The other stories are brief snapshots of soldiers, told with a virtuoso eye for comics storytelling. The Periphery sees a man stagger into a bar after seeing his son blown up in front of him, though he doesn’t speak and is also tucked away in the corners of the picture, or the periphery of the page. The dialogue and the focus is on the group of jaded journalists talking about the war. 

The Casualty is a silent comic (possibly because the main character has been deafened) who recounts sleeping with a Vietnamese hooker only for her to get up when he was asleep, slip a live grenade under his bed and run off, crippling him. Ever the romantic, he nevertheless finds another Asian woman to be with by the end! 

A Dull Day in Korea looks at a southerner who talks about hunting back home in America and how he misses being with his dad on those hunts. It’s a brilliantly captured portrait of a lonely, angry man in the middle of nowhere in his own head. 

Hard Duty is a wonderfully drawn comical look at a very strong soldier who comes across as intimidating but he’s the only one who’ll visit the nearby orphanage to play with kids from US soldiers/Vietnamese women. 

A Purple Heart for George is the final and best story. A tale from Eisner’s time in WW2, the story follows George, a man who tries to transfer from his unit because he wants to die – but only when he’s drunk. His friends in the office get in early to tear up his application, secretly saving his life every week. And then one week, they aren’t around… 

I love Eisner’s drawing style. His later work, post-Spirit, is totally without panels but it’s almost like there are invisible panels on the page – the art looks very fluid but it’s also incredibly controlled. The figures are well placed in a scene, the choreography is real but still remarkable and very visual.
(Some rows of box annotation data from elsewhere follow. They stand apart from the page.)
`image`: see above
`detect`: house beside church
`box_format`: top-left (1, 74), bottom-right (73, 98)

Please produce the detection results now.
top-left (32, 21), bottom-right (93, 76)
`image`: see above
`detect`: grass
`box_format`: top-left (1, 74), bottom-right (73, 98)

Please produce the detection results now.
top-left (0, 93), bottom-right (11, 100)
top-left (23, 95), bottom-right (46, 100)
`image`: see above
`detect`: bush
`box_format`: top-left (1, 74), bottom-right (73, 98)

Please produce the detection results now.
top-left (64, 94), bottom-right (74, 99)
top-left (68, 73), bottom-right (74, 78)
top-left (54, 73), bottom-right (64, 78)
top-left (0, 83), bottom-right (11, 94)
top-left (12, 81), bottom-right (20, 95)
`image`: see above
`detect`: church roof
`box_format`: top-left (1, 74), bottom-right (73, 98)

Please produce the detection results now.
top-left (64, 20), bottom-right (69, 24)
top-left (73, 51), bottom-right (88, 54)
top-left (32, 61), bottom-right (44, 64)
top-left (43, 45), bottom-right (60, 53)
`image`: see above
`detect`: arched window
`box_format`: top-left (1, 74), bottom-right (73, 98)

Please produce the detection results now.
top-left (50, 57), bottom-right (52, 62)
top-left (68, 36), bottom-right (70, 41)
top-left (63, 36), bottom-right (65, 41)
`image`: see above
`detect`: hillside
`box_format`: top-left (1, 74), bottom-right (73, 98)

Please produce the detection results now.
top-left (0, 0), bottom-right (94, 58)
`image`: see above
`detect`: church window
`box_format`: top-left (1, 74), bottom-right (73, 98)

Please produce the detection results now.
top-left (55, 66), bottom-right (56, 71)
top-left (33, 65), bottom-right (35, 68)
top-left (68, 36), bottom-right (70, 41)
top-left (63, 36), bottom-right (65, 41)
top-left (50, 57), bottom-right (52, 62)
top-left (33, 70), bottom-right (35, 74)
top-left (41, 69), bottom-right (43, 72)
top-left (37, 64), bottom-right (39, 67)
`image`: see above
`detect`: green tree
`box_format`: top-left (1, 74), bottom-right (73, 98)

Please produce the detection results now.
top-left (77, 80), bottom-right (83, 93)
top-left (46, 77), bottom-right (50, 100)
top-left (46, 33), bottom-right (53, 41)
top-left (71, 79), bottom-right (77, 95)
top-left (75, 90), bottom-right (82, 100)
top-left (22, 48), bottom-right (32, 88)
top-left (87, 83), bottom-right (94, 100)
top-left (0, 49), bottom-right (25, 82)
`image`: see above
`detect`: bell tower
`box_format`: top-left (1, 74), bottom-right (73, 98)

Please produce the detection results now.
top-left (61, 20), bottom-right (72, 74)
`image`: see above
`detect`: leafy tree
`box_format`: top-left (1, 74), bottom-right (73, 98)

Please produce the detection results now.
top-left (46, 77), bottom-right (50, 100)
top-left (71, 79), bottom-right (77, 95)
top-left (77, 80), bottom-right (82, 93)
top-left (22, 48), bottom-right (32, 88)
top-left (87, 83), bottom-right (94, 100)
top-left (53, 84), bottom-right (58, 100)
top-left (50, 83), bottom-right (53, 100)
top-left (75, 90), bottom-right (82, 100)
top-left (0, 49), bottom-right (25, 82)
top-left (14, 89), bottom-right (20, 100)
A good trick to see the quality of an artist is to just look at the images and seeing if you can understand what’s happening on the page without reading the script - Eisner’s art is this good every time. 

As Matt Fraction notes in his introduction, it’s astonishing that Eisner sat on a story like A Purple Heart for George for so many years without putting it out earlier, though it’s even more impressive that, even at the end of his life, Eisner was still crafting comics this good. The shortness of the book is what keeps it from being up there with his greats, but Last Day in Vietnam is still an utterly brilliant book that entertains and informs as much as it instructs in the art of comics. It’s easy to see why the most prestigious award in comics is named after him.